3M announced its $10.50-a-share cash offer for Pasadena-based Cogent Inc. before the market opened, and Cogent's stock started the day at $10.56 a share. It closed at $11.09, up more than 24 percent from Friday's close and its highest price since last January. Almost 19.5 million shares changed hands, about three times the normal daily volume.
The sharp rise suggests some investors believe another suitor may emerge and top 3M's price. Two analysts who have long had target prices in the teens on Cogent stock told Bloomberg News they believed 3M's bid undervalued the California company.
Josephine Millard of Benchmark Co. said comparable deals had been done with higher multiples.

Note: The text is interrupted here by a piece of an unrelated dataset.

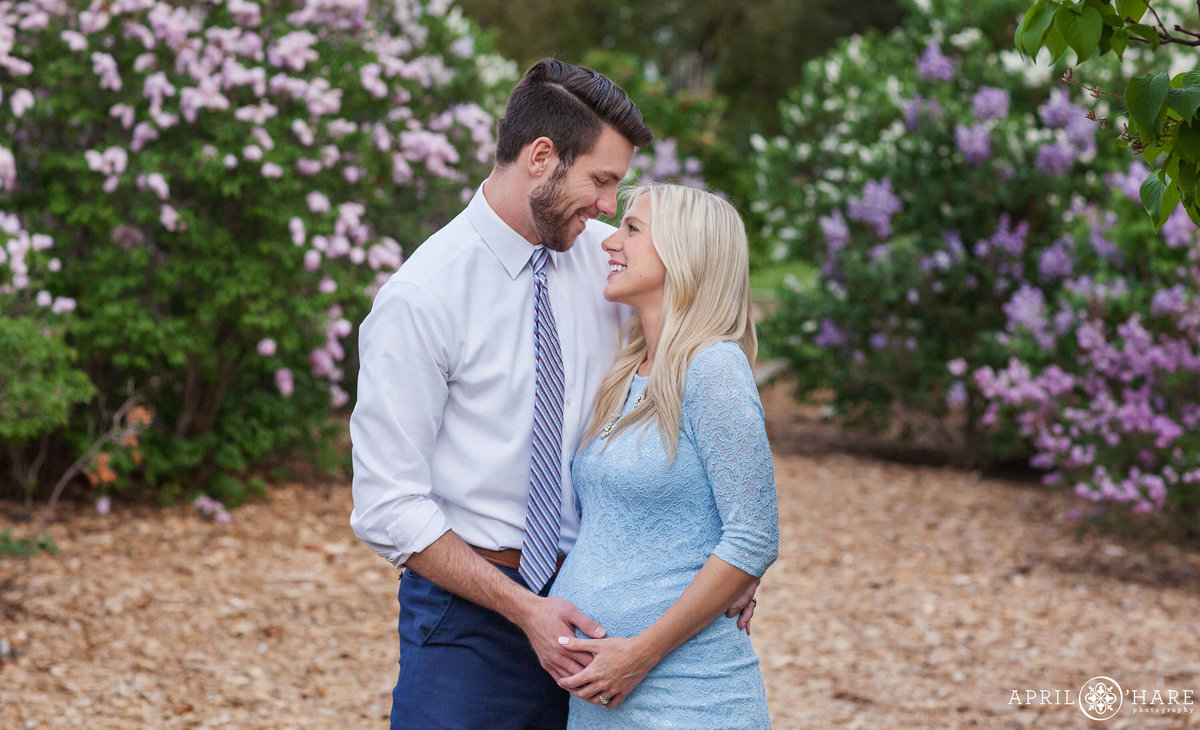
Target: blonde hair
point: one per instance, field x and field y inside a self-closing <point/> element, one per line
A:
<point x="702" y="243"/>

Joel Fishbein of Lazard Capital Markets said the offer undervalues Cogent, in part because of the company's robust cash flow. The $943 million price includes about $513 million in cash on Cogent's books that 3M would acquire, making its real offer about $430 million.
A New York law firm announced plans to investigate possible breaches of fiduciary duty by Cogent's board of directors, which unanimously recommended that shareholders accept 3M's offer. Cogent "may not have adequately shopped itself before entering into this transaction," said a release by Wolf Haldenstein Adler Freeman & Herz. Both 3M and Cogent declined to comment.
Nicholas Heymann, an analyst who follows Maplewood-based 3M for Sterne, Agee & Leach in New York, said he believes the offer is fair, in part because of integration expenses 3M will incur in combining Cogent's business with its own. 3M said Monday it expects the acquisition will dilute earnings by 9 or 10 cents a share in the 12 months after completion of the deal. The acquisition is expected to add one to two cents a share to earnings, not including the impact of integration expenses and accounting adjustments.
Heymann also pointed out that Cogent founder and CEO Ming Hsieh, who as of May owned almost 40 percent of his company's stock, has already agreed to tender his shares to 3M. Heymann said it's doubtful Hsieh would have done that if he thought it was likely he could get a better price elsewhere.
"I think Cogent believed [the 3M offer] was the best possible mix of a cash price and a good partner that has the marketing and distribution reach to put it into global markets," Heymann said. Cogent has about 500 employees, and Hsieh will remain with the business in an unspecified role.